About the job
Our Mission
At Reflection AI, we are dedicated to creating open superintelligence that is accessible to everyone.
Our innovative team is developing open weight models tailored for individuals, agents, enterprises, and even nation states. Our group of AI researchers and industry pioneers hail from top organizations including DeepMind, OpenAI, Google Brain, Meta, Character. AI, and Anthropic.
Your Role's Mission
As a crucial member of our team, you will play a pivotal role in bridging the divide between research and production by converting advanced algorithms into scalable training systems. Your expertise will help design and optimize the foundational infrastructure that supports cutting-edge AI models — including reinforcement learning training loops, distributed GPU training, and extensive data pipelines.
Our systems are engineered to train models across thousands of GPUs while managing petabyte-scale datasets. We prioritize numerical stability, high throughput, and reproducibility in our processes.
Team Overview
This team is responsible for the evolution and management of the core infrastructure that underpins our training systems.
Our focus areas include:
- Reinforcement learning training infrastructure
- Distributed training and inference systems
- Experiment infrastructure and reproducibility
- Large-scale data pipelines
Our goal is to construct an engineering foundation that enables researchers to iterate swiftly while training models at a massive scale.
Role Overview
You will be responsible for architecting and optimizing the core training infrastructure that powers our models, including RL training loops, distributed GPU systems, and large-scale data pipelines.
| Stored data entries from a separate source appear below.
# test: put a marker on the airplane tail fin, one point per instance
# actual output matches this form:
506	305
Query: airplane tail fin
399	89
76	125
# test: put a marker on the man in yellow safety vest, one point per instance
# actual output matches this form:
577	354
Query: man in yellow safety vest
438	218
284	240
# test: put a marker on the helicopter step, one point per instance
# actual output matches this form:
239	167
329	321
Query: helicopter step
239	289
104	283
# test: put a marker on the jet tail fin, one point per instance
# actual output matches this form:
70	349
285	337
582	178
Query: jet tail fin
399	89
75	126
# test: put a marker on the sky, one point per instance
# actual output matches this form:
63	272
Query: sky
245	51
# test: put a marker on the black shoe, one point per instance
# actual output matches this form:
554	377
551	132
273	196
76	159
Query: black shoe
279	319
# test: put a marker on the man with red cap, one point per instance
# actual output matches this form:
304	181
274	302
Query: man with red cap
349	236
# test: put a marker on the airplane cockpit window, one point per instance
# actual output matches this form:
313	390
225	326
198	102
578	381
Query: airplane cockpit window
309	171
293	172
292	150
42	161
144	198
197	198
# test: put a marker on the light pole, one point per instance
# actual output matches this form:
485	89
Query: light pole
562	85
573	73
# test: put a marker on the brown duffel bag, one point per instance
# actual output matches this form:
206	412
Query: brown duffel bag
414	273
Collaborating closely with researchers, you will assist in transforming innovative ideas into reliable, scalable training systems.
Key Responsibilities:
- Design and optimize large-scale training loops and data pipelines.
- Implement cutting-edge techniques while ensuring numerical stability and computational efficiency.
- Develop internal tools for launching, monitoring, and reproducing complex experiments.
- Identify and resolve deep bottlenecks across the training stack (e.g., GPU memory issues, communication overhead, dataloader stalls).
- Translate research prototypes into reusable, production-grade infrastructure.